Kornél Mundruczó’s Pieces of a Woman starts out as a fascinating study of a couple’s grief, with the focus predominantly given to the woman’s perspective. The woman in question is Martha (played by Vanessa Kirby, on excellent form) and her partner is Sean (Shia LeBeouf). Mundruczó opens the film first with Sean overseeing work on a bridge, which he wants to take his as-yet unborn daughter across when it is finished. He’s all high-octane positivity, at ease with the men in his charge and an obvious charmer. We meet Martha on her last day of work before maternity leave, and Martha’s mother (Ellen Burstyn), a formidable matriarch who does not have much time for her son-in-law. But it is the 30-minute one-take scene of Martha’s labour that is the real curtain raiser to this tale of grief: Kirby gives one of the most convincing portrayals of a woman giving birth I have ever seen. There are great touches, such as her frequent burping and voicing her fear of shitting herself, her discomfort as psychological as it is physical.

By opening the film with this lengthy, beautifully crafted scene, Mundruczó raises audience expectations, and he maintains the level of intimacy and fearless lingering on other scenes that make for uncomfortable viewing. He is a great storyteller, as his previous feature White God proved (and if you haven’t seen it yet, you must). His depiction of the couple’s disintegration in the wake of their devastating loss is masterful.

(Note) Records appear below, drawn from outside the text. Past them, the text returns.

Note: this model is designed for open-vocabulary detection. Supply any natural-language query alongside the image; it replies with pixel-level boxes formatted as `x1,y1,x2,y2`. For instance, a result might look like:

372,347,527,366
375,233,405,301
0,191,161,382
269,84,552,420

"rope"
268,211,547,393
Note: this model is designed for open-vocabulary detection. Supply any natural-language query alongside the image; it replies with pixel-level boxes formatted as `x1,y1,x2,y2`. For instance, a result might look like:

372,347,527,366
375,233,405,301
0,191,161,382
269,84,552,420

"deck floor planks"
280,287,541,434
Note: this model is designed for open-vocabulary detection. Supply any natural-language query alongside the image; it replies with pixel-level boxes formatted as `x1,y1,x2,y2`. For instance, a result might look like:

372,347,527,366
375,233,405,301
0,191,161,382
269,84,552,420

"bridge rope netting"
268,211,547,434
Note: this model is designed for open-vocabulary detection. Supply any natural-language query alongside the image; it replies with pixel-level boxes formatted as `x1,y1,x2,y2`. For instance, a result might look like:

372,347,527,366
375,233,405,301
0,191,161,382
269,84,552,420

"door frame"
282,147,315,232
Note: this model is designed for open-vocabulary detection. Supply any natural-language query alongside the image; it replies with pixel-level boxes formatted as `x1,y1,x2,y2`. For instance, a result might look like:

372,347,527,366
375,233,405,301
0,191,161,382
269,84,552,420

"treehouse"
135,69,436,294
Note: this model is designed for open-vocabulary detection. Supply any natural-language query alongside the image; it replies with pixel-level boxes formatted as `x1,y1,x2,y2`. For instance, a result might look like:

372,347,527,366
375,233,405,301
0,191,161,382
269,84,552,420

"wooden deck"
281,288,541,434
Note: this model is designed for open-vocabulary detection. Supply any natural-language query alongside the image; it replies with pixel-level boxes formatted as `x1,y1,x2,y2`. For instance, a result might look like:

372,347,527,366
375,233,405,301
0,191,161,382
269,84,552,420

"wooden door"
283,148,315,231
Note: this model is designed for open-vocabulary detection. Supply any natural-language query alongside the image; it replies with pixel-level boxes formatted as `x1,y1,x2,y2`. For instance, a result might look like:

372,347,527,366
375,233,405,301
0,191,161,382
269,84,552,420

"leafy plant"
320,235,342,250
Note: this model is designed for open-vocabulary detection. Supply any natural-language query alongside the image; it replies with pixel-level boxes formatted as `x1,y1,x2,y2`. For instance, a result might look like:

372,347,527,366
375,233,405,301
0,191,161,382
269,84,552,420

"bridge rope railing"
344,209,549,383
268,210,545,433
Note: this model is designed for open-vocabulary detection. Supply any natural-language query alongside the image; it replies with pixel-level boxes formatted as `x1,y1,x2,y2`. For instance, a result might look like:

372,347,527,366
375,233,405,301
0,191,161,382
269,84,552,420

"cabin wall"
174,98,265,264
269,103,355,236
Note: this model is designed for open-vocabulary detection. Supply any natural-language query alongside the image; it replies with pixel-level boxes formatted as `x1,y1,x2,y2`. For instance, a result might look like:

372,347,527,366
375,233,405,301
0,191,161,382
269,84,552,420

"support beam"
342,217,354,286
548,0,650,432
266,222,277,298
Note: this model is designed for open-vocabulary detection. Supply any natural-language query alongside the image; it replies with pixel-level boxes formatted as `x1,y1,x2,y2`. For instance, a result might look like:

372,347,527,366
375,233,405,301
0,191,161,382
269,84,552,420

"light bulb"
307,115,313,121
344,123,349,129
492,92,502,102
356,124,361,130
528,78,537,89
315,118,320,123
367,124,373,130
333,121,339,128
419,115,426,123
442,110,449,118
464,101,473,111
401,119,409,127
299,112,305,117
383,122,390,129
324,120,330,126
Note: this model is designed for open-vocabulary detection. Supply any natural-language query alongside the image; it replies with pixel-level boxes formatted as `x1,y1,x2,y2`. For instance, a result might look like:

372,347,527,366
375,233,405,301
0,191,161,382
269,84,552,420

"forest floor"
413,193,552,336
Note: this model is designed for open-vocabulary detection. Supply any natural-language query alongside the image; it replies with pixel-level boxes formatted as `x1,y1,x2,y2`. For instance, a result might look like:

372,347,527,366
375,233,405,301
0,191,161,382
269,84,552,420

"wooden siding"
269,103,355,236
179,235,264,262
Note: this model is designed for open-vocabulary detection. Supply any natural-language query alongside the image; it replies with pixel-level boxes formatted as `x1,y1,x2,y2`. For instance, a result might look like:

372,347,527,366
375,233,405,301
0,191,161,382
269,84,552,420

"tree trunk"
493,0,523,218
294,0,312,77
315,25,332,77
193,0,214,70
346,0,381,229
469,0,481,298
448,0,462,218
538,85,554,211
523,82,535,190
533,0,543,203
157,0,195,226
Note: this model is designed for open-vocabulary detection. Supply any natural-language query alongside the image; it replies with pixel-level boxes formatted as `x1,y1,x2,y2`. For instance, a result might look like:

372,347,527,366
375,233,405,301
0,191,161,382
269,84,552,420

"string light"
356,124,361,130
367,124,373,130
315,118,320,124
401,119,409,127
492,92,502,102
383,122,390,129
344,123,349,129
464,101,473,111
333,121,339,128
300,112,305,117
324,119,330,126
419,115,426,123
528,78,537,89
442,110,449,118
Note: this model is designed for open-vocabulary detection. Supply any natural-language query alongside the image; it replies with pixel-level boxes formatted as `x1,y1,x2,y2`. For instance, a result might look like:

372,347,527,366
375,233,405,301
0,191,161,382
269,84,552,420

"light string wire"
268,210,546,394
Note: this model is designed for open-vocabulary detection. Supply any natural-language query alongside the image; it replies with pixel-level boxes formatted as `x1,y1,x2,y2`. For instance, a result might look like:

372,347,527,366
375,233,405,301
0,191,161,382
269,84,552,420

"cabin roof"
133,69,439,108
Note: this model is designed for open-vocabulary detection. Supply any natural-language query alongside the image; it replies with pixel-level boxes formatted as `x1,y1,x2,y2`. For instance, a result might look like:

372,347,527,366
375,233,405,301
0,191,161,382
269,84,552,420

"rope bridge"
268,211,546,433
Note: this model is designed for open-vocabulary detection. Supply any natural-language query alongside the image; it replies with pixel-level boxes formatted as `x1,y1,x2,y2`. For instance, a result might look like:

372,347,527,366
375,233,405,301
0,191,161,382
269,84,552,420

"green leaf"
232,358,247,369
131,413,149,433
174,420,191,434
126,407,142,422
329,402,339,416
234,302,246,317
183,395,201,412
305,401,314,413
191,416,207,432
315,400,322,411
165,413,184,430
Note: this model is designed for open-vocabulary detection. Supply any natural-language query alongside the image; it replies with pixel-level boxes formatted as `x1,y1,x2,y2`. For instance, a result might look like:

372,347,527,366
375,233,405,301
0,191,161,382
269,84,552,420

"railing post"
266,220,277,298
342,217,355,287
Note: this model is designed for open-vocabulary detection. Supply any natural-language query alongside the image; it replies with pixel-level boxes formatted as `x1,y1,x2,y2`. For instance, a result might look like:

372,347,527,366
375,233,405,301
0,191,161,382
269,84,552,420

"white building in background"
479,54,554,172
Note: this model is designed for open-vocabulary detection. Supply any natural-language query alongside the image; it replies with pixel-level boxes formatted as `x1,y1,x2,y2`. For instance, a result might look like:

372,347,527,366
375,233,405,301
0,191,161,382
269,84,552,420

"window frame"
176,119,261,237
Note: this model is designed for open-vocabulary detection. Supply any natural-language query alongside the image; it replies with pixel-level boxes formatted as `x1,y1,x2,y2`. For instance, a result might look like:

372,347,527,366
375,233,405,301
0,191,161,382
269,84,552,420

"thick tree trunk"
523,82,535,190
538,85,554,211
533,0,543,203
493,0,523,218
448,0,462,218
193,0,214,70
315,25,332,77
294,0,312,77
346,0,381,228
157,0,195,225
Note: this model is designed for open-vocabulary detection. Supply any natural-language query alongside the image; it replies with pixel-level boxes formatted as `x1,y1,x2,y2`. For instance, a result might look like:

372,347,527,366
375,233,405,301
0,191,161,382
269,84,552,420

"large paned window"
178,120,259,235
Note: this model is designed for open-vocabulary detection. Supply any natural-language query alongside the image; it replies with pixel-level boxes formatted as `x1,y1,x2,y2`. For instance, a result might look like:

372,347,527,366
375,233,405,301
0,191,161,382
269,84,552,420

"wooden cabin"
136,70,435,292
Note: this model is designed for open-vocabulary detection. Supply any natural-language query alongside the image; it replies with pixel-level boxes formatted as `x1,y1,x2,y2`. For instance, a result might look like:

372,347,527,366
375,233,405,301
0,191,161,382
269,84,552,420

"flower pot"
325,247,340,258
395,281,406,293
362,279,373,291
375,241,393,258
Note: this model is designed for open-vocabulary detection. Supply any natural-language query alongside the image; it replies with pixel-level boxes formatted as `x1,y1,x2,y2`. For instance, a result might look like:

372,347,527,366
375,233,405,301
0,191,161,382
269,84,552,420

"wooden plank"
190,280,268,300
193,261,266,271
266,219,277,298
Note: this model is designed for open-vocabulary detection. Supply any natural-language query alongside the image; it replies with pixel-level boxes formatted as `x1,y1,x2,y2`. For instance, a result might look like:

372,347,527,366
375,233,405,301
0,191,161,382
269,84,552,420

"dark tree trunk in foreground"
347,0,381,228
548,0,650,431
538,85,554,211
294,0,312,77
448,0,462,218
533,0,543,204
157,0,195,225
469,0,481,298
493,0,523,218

The strength of this film lies in Kirby’s central performance, but she is supported by LeBeouf, who slips into his character so comfortably and believably. Ellen Burstyn is fabulous as the matriarch who is beginning to falter as age takes its toll. The family dynamics of sisters, their partners, the mother and a cousin are intricate and interesting, with a supporting cast that includes Sarah Snook, Benny Safdie, Molly Parker, Jimmy Fails (a little wasted in this minor role) and Iliza Shlesinger. The latter plays Martha’s sister and the resemblance is uncanny.

One issue is that it did seem a little far-fetched for the mother to be a Holocaust survivor whose daughters are so young and it was unclear why this choice was made. If the story had taken place a little further in the past this issue would have been resolved. It is only in the final third of the story that things fall apart, when the focus is more on the courtroom drama than the couple’s relationship. I’m also a little tired of the cliche of finding another woman’s earring in the car. Does that actually happen? Who are all these women going home earringless?

These niggling issues are a distraction from a film that asks very difficult questions, such as how to mourn and how to survive grief. It is a flawed film but is teeming with excellent reasons to watch it. Like birth, the film is often uncomfortable and downright painful; it is a brave film that – like Martha – loses itself a little. It’s not perfect, but it is worth watching for that 30-minute scene alone.